Consumers should be more aware of how much they’re spending on furniture before they buy it, especially when it comes to a mortgage, according to a new report.

Key points:A study by US research company, iResearch, found consumers are spending up to 15 per cent more on furniture online than they do at homeThe study found the average US homeowner has a mortgage of about $300,000, compared to about $500,000 for a millennialThe study also found the number of new furniture purchases online in the US has increased from 10,000 in the first quarter of 2019 to 21,000 last quarterThe study was conducted by iResearch’s online furniture shop, Up Store.

The report said the average American has a loan of about$300,0000, compared with about $550,000for a millennial.

In the first four months of this year, the study found that the average household owned about 2,400 square feet of new home furniture, which is about 30 per cent less than it did in 2019.

The survey also found that home furnishings accounted for more than 80 per cent of new purchases online, compared in 2019 with the same period a year earlier.

“It’s really important to look at how much money you’re spending,” iResearch analyst Andrew O’Sullivan told The New York Times.

“What are you paying for furniture, how much are you saving on insurance, and if you’re saving at all.”

In the past, furniture has typically been seen as an investment.

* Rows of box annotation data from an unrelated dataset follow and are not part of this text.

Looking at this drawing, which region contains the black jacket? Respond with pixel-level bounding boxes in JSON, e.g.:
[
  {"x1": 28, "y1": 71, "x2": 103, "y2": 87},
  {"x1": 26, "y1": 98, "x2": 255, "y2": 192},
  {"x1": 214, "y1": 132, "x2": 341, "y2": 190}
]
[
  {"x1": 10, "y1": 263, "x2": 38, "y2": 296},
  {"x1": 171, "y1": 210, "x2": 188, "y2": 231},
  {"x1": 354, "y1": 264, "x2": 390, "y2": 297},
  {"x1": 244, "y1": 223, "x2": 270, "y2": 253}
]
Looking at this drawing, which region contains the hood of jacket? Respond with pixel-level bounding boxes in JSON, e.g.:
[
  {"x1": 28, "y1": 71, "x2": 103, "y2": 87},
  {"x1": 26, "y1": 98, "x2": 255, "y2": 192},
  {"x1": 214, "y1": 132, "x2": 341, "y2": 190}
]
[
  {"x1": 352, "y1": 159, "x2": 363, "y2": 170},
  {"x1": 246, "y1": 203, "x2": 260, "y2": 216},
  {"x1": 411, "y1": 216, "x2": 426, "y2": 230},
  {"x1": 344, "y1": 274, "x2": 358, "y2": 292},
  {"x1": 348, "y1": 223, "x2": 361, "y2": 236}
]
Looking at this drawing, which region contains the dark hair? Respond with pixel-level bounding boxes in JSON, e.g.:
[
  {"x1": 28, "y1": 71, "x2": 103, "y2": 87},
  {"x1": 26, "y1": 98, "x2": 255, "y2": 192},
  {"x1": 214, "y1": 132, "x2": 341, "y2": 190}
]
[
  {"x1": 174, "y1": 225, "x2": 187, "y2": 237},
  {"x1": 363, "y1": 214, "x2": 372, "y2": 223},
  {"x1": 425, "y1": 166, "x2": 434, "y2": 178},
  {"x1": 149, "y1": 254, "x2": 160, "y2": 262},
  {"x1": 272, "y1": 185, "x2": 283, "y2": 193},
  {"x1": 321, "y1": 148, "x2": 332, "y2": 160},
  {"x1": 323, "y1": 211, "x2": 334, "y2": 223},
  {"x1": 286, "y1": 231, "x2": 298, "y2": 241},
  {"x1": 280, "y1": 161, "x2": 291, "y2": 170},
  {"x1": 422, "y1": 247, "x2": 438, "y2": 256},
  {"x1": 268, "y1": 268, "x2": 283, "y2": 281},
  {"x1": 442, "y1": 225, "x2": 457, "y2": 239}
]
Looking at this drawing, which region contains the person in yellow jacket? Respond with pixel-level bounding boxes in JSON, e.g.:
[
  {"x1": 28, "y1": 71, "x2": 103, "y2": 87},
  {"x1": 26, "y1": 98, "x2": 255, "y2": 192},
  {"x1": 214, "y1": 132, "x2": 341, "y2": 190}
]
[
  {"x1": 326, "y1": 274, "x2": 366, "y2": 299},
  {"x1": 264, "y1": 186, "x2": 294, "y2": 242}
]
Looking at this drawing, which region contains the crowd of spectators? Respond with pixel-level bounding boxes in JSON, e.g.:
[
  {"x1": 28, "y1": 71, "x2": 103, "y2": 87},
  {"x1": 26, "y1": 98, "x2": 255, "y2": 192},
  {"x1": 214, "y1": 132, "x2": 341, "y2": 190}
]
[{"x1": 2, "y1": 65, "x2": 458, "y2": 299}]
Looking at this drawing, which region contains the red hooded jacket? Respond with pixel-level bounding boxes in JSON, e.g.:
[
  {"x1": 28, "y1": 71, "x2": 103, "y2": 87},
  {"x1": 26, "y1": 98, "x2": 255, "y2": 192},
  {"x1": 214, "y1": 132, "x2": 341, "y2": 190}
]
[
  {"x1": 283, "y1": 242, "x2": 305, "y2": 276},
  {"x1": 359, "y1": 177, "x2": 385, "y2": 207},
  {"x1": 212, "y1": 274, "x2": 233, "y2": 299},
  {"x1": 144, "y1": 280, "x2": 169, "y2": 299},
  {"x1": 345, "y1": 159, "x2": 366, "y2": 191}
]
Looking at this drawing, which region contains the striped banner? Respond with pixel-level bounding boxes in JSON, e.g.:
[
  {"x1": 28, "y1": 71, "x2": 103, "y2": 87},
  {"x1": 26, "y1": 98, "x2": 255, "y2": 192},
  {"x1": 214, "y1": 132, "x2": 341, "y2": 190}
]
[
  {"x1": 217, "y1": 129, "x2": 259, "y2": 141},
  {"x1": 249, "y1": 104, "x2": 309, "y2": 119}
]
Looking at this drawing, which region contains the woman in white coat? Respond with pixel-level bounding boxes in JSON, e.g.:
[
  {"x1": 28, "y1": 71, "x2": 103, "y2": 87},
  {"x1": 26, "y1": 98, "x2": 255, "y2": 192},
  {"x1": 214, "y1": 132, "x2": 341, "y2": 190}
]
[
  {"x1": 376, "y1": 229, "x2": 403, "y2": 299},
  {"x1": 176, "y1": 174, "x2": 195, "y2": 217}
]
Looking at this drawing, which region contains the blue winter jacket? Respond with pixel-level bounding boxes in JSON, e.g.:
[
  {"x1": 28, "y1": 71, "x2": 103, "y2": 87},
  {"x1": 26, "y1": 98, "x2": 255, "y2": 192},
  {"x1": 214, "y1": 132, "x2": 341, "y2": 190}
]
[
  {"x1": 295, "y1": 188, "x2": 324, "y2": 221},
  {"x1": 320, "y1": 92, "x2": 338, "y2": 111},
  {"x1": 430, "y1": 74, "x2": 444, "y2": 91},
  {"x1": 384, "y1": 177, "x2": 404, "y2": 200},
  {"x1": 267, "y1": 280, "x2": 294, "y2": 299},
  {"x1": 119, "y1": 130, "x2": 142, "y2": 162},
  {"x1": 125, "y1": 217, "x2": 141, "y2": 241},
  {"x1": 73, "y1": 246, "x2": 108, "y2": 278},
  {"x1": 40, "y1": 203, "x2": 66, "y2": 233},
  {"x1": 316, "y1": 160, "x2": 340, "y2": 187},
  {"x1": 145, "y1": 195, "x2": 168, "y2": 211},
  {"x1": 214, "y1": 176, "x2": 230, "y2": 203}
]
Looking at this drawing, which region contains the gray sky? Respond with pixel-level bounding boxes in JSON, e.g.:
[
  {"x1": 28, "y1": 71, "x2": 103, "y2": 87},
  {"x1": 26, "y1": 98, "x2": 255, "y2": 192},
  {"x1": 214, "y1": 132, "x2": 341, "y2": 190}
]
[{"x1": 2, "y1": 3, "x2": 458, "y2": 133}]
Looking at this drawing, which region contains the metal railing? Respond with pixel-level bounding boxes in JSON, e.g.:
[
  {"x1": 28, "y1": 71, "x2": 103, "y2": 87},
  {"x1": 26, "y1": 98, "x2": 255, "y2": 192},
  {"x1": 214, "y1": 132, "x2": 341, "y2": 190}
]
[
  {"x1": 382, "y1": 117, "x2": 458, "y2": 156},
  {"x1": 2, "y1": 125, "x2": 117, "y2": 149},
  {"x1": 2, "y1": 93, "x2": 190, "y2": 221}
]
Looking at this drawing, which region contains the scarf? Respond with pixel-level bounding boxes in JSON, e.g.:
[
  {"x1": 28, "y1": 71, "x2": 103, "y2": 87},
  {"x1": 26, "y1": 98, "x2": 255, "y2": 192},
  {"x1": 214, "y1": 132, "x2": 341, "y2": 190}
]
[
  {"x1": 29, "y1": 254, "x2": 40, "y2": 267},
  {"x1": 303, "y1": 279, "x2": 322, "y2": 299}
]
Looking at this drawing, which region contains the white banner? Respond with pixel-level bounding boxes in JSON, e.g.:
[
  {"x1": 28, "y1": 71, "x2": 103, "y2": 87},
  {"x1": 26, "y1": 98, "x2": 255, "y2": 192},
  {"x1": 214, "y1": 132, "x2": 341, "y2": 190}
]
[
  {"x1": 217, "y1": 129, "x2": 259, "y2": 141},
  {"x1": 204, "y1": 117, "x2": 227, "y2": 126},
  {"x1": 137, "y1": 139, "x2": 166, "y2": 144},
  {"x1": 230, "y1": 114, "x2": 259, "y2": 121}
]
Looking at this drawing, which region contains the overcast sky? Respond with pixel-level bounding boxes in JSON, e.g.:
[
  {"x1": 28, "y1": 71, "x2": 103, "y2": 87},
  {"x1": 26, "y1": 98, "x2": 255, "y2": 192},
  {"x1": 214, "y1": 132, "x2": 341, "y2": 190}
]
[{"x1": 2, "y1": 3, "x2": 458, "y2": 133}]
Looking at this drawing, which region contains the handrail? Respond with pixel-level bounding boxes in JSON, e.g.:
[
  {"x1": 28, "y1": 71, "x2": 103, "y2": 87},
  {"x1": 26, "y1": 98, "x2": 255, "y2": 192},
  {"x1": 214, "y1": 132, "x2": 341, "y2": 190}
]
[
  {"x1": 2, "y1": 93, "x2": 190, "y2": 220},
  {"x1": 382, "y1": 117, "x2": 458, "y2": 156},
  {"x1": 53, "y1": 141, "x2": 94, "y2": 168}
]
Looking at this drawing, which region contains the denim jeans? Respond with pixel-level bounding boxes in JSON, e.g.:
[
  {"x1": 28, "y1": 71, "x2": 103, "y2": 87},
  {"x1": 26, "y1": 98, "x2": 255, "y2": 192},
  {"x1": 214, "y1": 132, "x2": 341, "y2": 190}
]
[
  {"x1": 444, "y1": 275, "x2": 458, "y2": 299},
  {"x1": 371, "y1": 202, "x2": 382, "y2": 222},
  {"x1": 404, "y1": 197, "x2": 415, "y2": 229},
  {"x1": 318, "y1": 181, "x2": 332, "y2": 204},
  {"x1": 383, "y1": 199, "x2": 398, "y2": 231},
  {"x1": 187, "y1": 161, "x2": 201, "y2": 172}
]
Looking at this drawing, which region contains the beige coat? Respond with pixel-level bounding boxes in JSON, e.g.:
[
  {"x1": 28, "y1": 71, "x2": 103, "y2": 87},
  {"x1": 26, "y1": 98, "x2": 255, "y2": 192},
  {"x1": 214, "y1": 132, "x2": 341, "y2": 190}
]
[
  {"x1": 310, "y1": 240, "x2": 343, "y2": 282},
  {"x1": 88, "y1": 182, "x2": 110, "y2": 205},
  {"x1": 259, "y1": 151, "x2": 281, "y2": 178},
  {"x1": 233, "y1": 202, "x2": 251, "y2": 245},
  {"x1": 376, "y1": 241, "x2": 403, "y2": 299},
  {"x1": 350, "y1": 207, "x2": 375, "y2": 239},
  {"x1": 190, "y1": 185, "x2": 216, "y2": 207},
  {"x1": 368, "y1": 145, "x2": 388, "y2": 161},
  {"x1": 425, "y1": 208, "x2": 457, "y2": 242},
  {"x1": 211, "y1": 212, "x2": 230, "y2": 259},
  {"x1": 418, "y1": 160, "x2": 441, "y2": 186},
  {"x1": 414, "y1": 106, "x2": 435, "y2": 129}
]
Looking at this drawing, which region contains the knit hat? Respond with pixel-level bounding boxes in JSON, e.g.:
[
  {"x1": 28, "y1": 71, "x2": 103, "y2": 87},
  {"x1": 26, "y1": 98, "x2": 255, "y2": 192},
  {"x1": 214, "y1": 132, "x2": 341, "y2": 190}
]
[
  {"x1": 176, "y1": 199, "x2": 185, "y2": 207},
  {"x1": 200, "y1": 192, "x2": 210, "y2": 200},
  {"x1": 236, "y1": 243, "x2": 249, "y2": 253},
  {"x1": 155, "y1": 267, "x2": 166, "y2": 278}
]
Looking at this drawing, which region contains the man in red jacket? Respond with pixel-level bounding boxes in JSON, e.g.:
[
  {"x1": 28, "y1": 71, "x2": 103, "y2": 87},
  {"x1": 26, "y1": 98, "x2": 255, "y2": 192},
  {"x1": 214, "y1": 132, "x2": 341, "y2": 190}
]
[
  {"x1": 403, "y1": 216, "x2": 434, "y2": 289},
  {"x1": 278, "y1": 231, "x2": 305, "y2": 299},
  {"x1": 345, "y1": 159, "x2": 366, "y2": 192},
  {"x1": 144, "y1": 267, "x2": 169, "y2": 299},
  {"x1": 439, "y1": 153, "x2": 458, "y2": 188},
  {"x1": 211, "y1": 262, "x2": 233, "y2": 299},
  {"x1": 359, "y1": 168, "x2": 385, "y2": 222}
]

But in the past year, it has become more of a hobby, he said.

While the study showed that consumers were spending more than 15 per,cent more on online furniture than they did at home, Mr O’Neill said the increase was not a trend that was a result of higher inflation or house price increases.

Mr O’Neal said the data suggested that furniture was actually being used more by millennials.

“In 2018, furniture accounted for about 5 per cent or $3 billion of all purchases,” he said, “but by 2019 that figure was down to 1.3 per cent, meaning the average millennial is spending up $3,500 per year on furniture.”

And if you consider the overall percentage of Americans who are spending on online purchases, it’s actually less than 1 per cent.

“He added that while furniture prices are rising, that could be due to consumers saving more on insurance and buying a lower-end model.”

The majority of furniture purchases that are happening online now are actually being made for a lower price,” he told The Times.

The study compared the average cost of online furniture purchases to the average home price.

It found that furniture purchases at up to 20 per cent above the average monthly cost of $3000 were a “strong indication” that consumers are “spending a lot more” on the item than they would if they bought it on their own.

Online furniture store Up Store recently launched a new tool that helps consumers save money on furniture, but it will only be available to customers in the U.S.”

We think it’s important to recognise the fact that consumers don’t have a huge amount of money in their pocket to spend on new furniture,” he added.

Online furniture store Up Store recently launched a new tool that helps consumers save money on furniture, but it will only be available to customers in the U.S.

The tool lets customers check the cost of furniture and other items on their shopping lists and save up to 30 per, cent.

Up Store will also offer discounts to users who make online purchases in the next 12 months.